Por unanimidade, Tribunal afasta interferência do TCE-AM e reconhece validade de contrato privado entre empresa e bois-bumbás, sem uso direto de recursos públicos

O Tribunal de Justiça do Amazonas (TJAM) confirmou, em decisão unânime, que a comercialização de ingressos para o Festival Folclórico de Parintins pode ser feita por meio de contrato privado, sem necessidade de licitação pública. O entendimento vale desde que não haja comprovação de repasse direto de verbas estatais para a empresa responsável pelas vendas.

O julgamento, cujo acórdão foi publicado em abril de 2026, beneficiou a Amazon Best Turismo e Eventos, responsável pela venda dos bilhetes. Com a decisão, o TJAM declarou nula uma determinação anterior do Tribunal de Contas do Estado do Amazonas (TCE-AM), que havia interferido no contrato firmado entre a Amazon Best e as associações dos bois Garantido e Caprichoso.

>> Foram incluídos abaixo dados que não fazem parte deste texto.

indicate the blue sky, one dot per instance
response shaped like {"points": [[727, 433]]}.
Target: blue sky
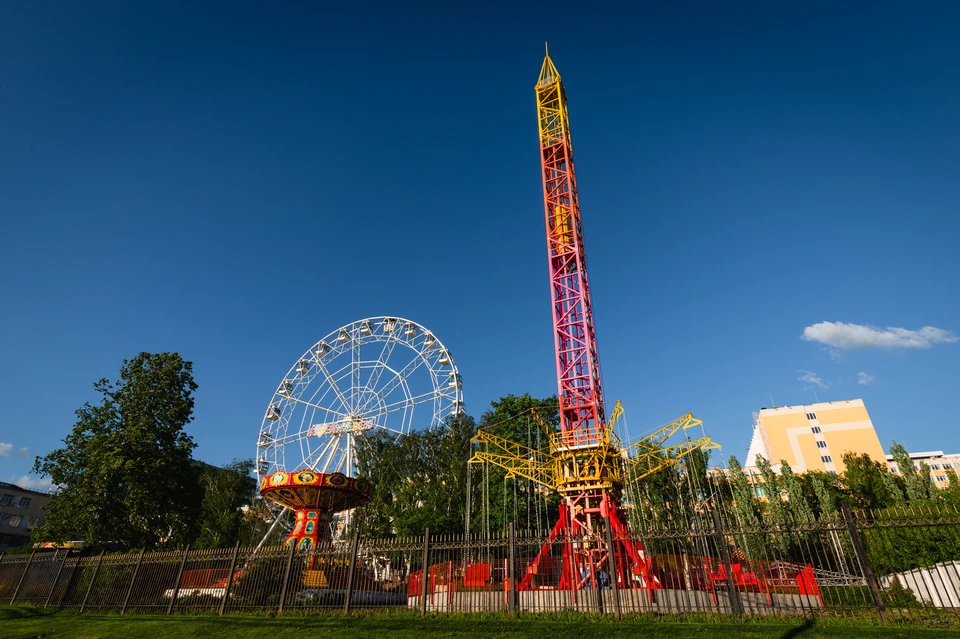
{"points": [[235, 180]]}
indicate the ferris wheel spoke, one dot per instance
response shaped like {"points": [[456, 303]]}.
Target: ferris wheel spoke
{"points": [[397, 379], [381, 364], [407, 402], [318, 407], [354, 373], [333, 386], [321, 454]]}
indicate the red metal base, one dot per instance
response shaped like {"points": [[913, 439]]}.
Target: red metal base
{"points": [[584, 549]]}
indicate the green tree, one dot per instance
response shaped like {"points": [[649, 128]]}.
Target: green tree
{"points": [[419, 480], [797, 505], [776, 513], [514, 499], [226, 491], [918, 486], [745, 510], [126, 473], [894, 492], [864, 482]]}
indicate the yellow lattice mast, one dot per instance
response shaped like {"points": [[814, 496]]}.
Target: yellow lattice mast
{"points": [[610, 466]]}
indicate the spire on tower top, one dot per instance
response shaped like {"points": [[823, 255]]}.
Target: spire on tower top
{"points": [[548, 72]]}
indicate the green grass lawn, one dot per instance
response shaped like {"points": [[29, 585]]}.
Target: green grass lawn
{"points": [[23, 623]]}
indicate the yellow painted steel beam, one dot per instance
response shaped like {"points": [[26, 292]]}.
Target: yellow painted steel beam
{"points": [[664, 457], [516, 459]]}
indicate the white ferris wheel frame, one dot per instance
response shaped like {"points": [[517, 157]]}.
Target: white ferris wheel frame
{"points": [[325, 401]]}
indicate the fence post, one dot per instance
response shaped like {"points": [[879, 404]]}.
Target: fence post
{"points": [[736, 604], [425, 575], [512, 573], [176, 585], [57, 578], [96, 570], [126, 597], [286, 575], [354, 548], [861, 551], [226, 590], [23, 576], [69, 586], [612, 569]]}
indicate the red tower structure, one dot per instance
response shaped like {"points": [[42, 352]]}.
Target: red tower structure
{"points": [[586, 462], [587, 452]]}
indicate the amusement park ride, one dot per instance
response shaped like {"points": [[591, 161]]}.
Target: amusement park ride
{"points": [[586, 462], [334, 394]]}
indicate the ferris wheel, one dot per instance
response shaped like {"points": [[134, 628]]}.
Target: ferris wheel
{"points": [[380, 374]]}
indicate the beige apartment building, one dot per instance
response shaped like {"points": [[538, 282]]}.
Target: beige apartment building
{"points": [[938, 462], [814, 437], [21, 510]]}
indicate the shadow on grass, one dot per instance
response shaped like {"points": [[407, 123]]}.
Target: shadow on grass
{"points": [[809, 624]]}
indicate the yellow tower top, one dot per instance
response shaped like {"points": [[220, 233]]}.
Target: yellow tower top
{"points": [[548, 72]]}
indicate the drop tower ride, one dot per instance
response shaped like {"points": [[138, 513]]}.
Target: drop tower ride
{"points": [[587, 453]]}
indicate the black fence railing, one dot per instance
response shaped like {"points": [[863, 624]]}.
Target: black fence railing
{"points": [[896, 565]]}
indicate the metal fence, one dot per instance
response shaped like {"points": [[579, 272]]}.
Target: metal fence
{"points": [[890, 566]]}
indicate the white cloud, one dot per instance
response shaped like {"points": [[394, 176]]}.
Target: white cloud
{"points": [[7, 449], [810, 377], [34, 483], [847, 336]]}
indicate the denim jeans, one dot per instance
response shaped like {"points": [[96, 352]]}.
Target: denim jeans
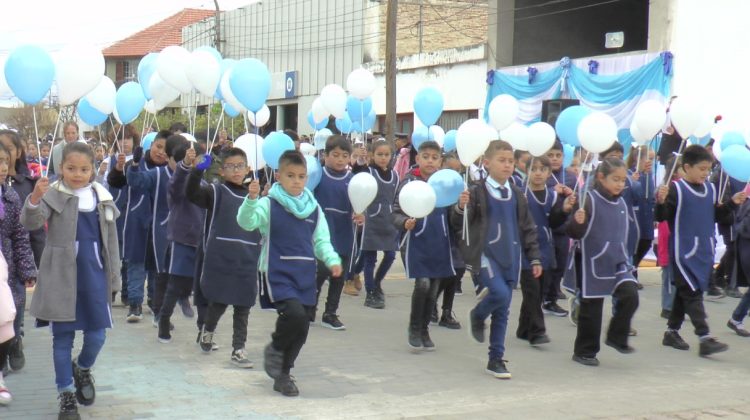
{"points": [[667, 289], [497, 305], [136, 281], [62, 348]]}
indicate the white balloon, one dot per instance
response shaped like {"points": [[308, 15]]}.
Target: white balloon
{"points": [[417, 199], [685, 115], [204, 72], [503, 111], [252, 145], [320, 112], [78, 70], [362, 190], [263, 116], [517, 135], [437, 134], [597, 132], [226, 92], [472, 139], [162, 93], [650, 116], [360, 83], [307, 149], [171, 64], [102, 98], [334, 100], [541, 138]]}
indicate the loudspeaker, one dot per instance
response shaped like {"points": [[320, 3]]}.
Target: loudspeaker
{"points": [[551, 108]]}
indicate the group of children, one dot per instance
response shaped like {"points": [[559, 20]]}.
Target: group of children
{"points": [[249, 238]]}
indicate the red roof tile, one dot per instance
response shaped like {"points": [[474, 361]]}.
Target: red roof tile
{"points": [[156, 37]]}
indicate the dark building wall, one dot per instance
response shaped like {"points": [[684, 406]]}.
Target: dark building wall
{"points": [[576, 28]]}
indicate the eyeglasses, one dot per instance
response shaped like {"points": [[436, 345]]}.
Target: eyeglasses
{"points": [[238, 167]]}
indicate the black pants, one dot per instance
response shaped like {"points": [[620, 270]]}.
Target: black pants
{"points": [[531, 318], [335, 284], [448, 287], [239, 322], [625, 302], [687, 301], [423, 300], [178, 287], [292, 326]]}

Segundo os desembargadores, o fato de o poder público apoiar o festival e ceder o Bumbódromo para sua realização não torna, por si só, a venda de ingressos uma atividade administrativa sujeita à obrigatoriedade de licitação. Para o tribunal, enquanto não houver prova concreta de uso de dinheiro público no acordo comercial, a relação permanece na esfera privada.

O acórdão também orienta que os órgãos de controle foquem sua atuação na fiscalização da aplicação de recursos estatais, evitando interferências em negociações privadas sem evidências de irregularidades.

A decisão unânime encerra a discussão no âmbito da Justiça estadual e dá segurança jurídica à empresa de turismo, às associações folclóricas e à organização do festival, um dos maiores eventos culturais do país.